If you and your spouse are going through a divorce, and you also own a business together, you have some important decisions to make. Assuming that an agreement for the division of the business is not in a pre-or postnuptial agreement, the two of you need to decide what steps you want to take.
There are generally three options for the fate of the business. To help guide your decision-making process, you need to get a realistic idea of how much the business is worth.
Options for the business division
According to Market Business News, one of the cleanest ways to deal with the business is to sell the entire thing to a third party. This allows both of you to split the profits and move on.
If one of you wants to keep the business, the other partner can sell his or her share, and the other is the sole owner. If the person keeping the business cannot afford to pay for the other half of the business, he or she may choose to take on a new partner.
A third option is to keep the business and continue to run it as partner. This generally requires that you and your ex get along and can make decisions without emotions getting in the way.

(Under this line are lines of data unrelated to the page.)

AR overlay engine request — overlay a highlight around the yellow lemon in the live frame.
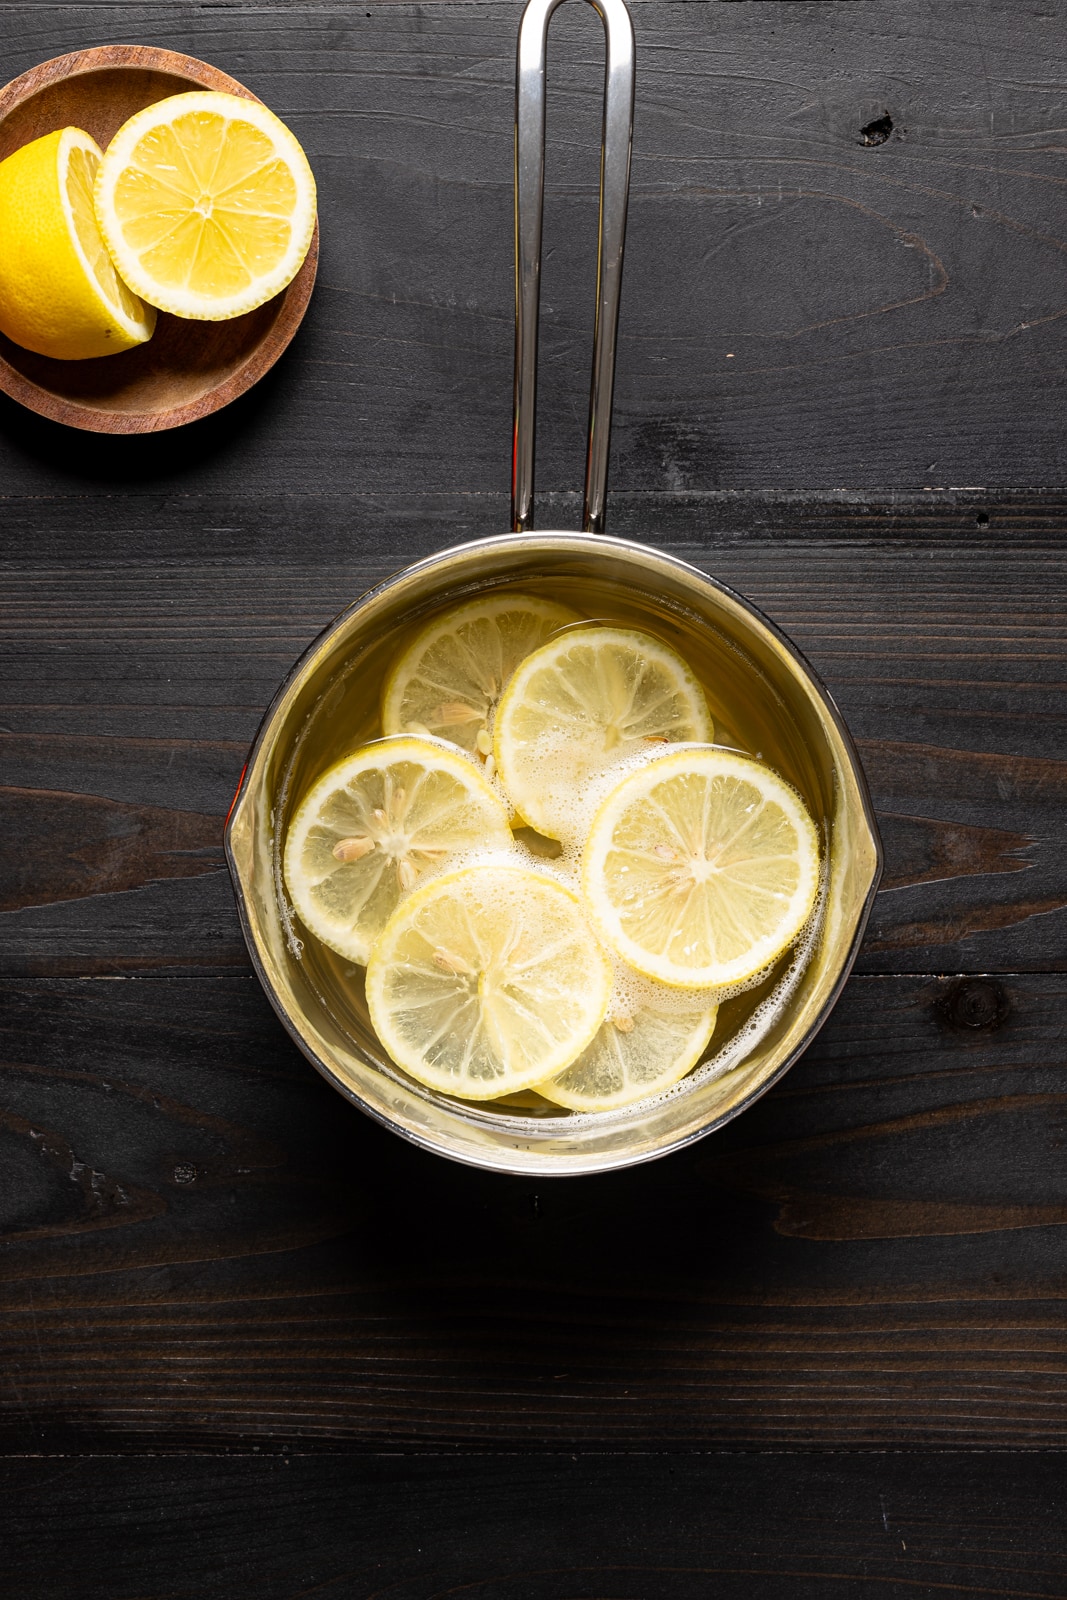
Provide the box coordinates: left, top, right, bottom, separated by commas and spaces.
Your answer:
94, 91, 316, 320
0, 127, 155, 360
493, 626, 711, 840
381, 593, 579, 759
583, 747, 820, 988
366, 864, 612, 1099
283, 736, 512, 965
537, 980, 718, 1112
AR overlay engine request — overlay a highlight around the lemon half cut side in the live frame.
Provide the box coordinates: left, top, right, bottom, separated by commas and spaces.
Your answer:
94, 91, 317, 320
282, 736, 512, 965
583, 746, 821, 989
367, 864, 613, 1099
0, 127, 156, 360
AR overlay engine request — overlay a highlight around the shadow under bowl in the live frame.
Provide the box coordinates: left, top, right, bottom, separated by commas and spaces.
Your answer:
0, 45, 318, 433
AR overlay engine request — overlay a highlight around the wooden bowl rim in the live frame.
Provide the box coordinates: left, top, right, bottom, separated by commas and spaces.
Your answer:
0, 44, 318, 434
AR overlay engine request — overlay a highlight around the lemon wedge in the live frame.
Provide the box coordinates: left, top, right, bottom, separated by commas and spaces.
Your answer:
537, 982, 718, 1112
381, 593, 579, 759
583, 747, 820, 988
494, 626, 711, 840
366, 864, 612, 1098
94, 91, 316, 320
0, 127, 155, 360
283, 736, 511, 964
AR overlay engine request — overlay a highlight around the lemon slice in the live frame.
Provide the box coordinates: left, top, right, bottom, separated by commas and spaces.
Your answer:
94, 91, 316, 320
583, 747, 820, 988
0, 127, 155, 360
538, 982, 718, 1112
282, 736, 511, 964
493, 626, 711, 840
381, 593, 579, 759
366, 864, 612, 1098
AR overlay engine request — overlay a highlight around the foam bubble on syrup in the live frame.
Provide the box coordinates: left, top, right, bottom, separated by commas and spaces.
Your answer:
538, 739, 676, 860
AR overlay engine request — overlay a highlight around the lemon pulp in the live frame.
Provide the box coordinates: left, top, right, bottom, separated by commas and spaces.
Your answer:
283, 736, 512, 964
366, 864, 612, 1098
583, 747, 820, 988
493, 626, 711, 840
537, 985, 718, 1112
94, 91, 317, 319
381, 593, 579, 758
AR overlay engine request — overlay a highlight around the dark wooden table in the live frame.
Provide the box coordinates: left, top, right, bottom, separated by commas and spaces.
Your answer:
3, 2, 1066, 1593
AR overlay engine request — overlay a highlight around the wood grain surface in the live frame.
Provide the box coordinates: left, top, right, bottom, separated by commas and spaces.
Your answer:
2, 494, 1063, 977
2, 968, 1066, 1451
1, 0, 1066, 1585
5, 1452, 1067, 1599
0, 2, 1065, 489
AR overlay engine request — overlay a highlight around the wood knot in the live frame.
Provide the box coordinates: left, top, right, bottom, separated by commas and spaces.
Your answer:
860, 112, 893, 146
939, 978, 1009, 1032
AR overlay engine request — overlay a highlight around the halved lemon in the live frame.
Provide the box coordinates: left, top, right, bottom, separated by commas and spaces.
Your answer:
493, 626, 711, 840
583, 747, 820, 988
94, 91, 316, 320
0, 127, 155, 360
366, 863, 612, 1098
282, 736, 511, 964
537, 982, 718, 1112
381, 593, 579, 759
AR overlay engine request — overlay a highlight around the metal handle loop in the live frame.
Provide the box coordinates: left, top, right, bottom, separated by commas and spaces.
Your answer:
511, 0, 635, 535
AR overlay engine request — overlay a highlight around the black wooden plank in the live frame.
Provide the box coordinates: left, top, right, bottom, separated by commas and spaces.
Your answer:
4, 1451, 1067, 1599
1, 3, 1066, 494
3, 493, 1064, 975
2, 970, 1067, 1451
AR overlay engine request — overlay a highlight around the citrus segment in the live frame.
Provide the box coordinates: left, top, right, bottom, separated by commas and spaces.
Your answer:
94, 91, 316, 319
282, 736, 511, 964
583, 747, 820, 987
381, 593, 579, 758
538, 985, 718, 1112
0, 127, 155, 359
493, 626, 711, 839
366, 864, 612, 1098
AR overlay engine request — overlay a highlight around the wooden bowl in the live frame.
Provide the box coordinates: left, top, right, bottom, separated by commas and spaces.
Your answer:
0, 45, 319, 433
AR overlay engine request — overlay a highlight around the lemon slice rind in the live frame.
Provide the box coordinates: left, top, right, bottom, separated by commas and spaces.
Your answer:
94, 91, 317, 321
493, 626, 712, 840
381, 593, 580, 757
366, 863, 612, 1099
583, 746, 820, 989
282, 735, 511, 965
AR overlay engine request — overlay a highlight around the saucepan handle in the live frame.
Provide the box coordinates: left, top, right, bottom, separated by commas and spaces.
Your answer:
511, 0, 635, 535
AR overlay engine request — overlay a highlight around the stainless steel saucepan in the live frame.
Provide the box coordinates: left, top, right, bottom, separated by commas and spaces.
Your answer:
226, 0, 882, 1174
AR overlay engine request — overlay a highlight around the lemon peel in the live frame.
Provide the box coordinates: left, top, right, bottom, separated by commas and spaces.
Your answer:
0, 127, 155, 360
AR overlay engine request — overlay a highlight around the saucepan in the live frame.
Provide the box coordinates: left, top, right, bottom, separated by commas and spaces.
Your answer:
226, 0, 882, 1175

Common methods used to valuate a business
Before making a decision, you should know how much the business is worth, so you know what to expect. According to the U.S. Chamber of Commerce, there are three main methods of valuating a business. The earning value approach is generally for companies that are looking to merge with another business, so you would probably use the asset-based or market value approach.
The asset-based approach calculates the amount of assets the business has once you subtract all the liabilities. The market value method compares your business with similar ones that have sold in the area.